Мне уже несколько раз приходилось проворачивать этот номер, и лишь однажды кассир покатился со смеху и дал мне тридцать секунд, чтобы я убралась подобру-поздорову, пока он не вызвал копов. В тот магазин я больше ни ногой и с тех пор выгляжу не как уверенная в себе женщина средних лет, а как мать семейства на грани нервного срыва.

Мама наблюдает из окна гостиной, как я подлетаю к ее автомобилю и несколько минут вожусь с обогревом. В нынешнее время года в Виндзоре очень холодно по ночам, и сегодняшний вечер – не исключение.
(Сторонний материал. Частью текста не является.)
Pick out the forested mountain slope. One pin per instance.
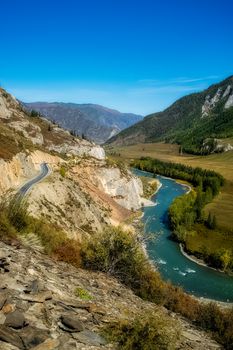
(198, 122)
Еду по пустым улицам, прижимаясь к рулю, колени дрожат. В большинстве домов окна темные, лишь в некоторых все еще горит свет. Направляюсь к Мейн-стрит и паркуюсь у супермаркета «Севен-илевен»[7], ближайшего открытого заведения, в котором я пока не засветилась. Предпочитаю два раза в одном месте не показываться. Скоро доступных вариантов не останется, и мне придется ехать в центр города.

Вокруг никого, только мимо прошумел автомобиль. Подходя к двери, я почти физически ощущаю на себе взгляд продавца. Стараясь выглядеть как можно непринужденнее, уверенной походкой двигаюсь вперед, засунув руки в карманы, как будто просто хочу заскочить за пивом после долгого трудового дня, после чего вернусь домой к супругу и четырем отпрыскам. По крайней мере, надеюсь, что произвожу именно такое впечатление. В противном случае я, видимо, уже прокололась.

Толкаю тяжелую стеклянную дверь и шагаю внутрь. Посетителей нет, так что внимание кассира целиком и полностью приковано ко мне. Смотрю на него и нервно улыбаюсь.

Из своего опыта знаю, что не стоит сразу же бежать с опущенной головой в алкогольный отдел.

– Сильно похолодало, а? – говорю я официальным тоном.

Теперь не только выгляжу, как дура, но и голос у меня получился как у настоящей идиотки.

– Угу, – отвечает продавец.

Он молодой, на вид около двадцати. Стоит со скучающим видом, скрестив руки на груди и прислонившись спиной к экрану, транслирующему изображения с камер безопасности. К разговору он явно не расположен.